NDA Clauses: What Must and Must Not Be Included

Many Saudi entrepreneurs signed an "NDA template" from the internet and discovered it did not protect them. The difference between a formal NDA and an effective one is specific clauses that must appear in every NDA you sign.
1. Defining "Confidential Information"
Loose definition: "all information you receive" = unenforceable in court.
Tight definition: "information clearly designated as confidential, whether orally or in writing, including without limitation: technical specifications, customer lists, pricing plans, access codes, source code."
Rule: define key categories, leave the definition open to expansion, require "marking" each piece of information as confidential at delivery.
2. Term
Confidentiality term: 3–5 years after the end of the commercial relationship (for ordinary secrets).
For core secrets (formulas, algorithms): perpetual secrecy "as long as the secret remains a secret."
Do not settle for "contract term." There must be explicit language continuing confidentiality after termination.
3. Specific Obligations
Bar disclosure to any third party without written consent.
Bar use of information for any purpose other than the agreed-upon relationship.
Return all copies of information (physical and electronic) at end of relationship.
Maintain information with a level of care no less than the party uses for its own information.
4. Exceptions
Not every piece of information should be covered.
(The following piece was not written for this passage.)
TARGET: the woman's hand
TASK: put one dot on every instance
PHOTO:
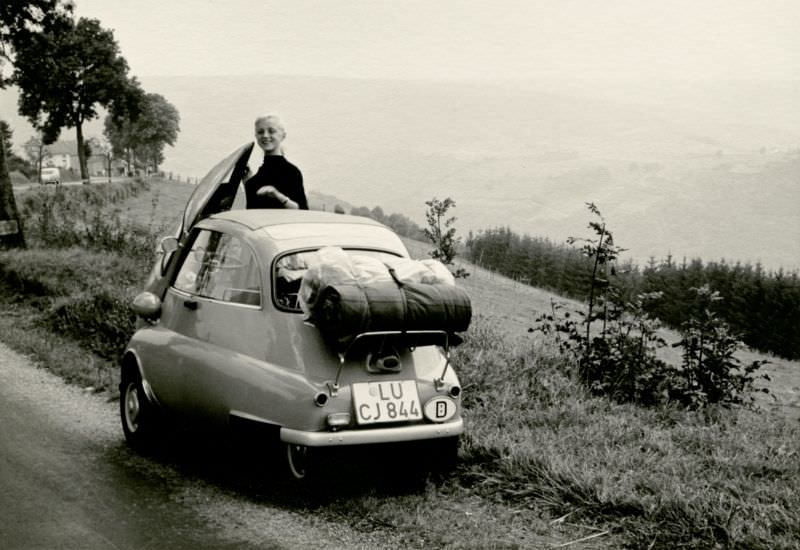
(271, 192)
Common exceptions:
Information already known to the receiving party before the relationship.
Information that becomes public without fault of the receiving party.
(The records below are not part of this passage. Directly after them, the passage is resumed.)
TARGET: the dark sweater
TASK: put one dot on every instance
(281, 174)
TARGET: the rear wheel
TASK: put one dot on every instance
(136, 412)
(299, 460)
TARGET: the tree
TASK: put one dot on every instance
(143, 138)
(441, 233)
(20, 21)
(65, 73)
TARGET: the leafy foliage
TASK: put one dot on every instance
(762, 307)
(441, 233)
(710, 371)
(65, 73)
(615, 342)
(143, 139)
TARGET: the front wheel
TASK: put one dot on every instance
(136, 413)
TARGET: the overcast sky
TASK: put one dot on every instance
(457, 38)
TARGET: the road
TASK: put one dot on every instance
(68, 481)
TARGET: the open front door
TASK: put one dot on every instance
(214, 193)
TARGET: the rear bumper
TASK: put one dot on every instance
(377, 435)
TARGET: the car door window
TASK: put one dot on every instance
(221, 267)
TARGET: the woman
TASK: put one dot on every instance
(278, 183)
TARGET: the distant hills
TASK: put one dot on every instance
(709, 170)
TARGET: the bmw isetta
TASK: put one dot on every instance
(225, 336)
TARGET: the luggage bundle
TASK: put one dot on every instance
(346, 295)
Information received from a legitimate source.
Information required to be disclosed by court order.
5. Damages and Penalties
Liquidated damages: a pre-agreed amount paid automatically upon breach, instead of negotiating harm later. Typically SAR 50,000–500,000.
Right to request an urgent injunction upon breach without need to prove harm.
Party liability for breaches by its agents (partners, employees, consultants).
6. Jurisdiction
The Riyadh Commercial Court has jurisdiction, and Saudi law applies.
Or an arbitration clause at the Saudi Center for Commercial Arbitration.
Do not leave this to chance. An NDA with undefined jurisdiction may end up in the infringer's home-country courts.
7. Non-Solicitation
Non-solicitation clause: the receiving party may not hire or solicit the disclosing party's employees for 12–24 months after relationship end.
Important especially in consulting relationships where the receiving party meets the disclosing party's employees.
8. Amendments and Final Clauses
The agreement may only be amended in writing signed by both parties.
In case this agreement conflicts with any subsequent contract, this agreement prevails on confidentiality.
If any clause is invalidated, the rest of the agreement remains in effect (severability).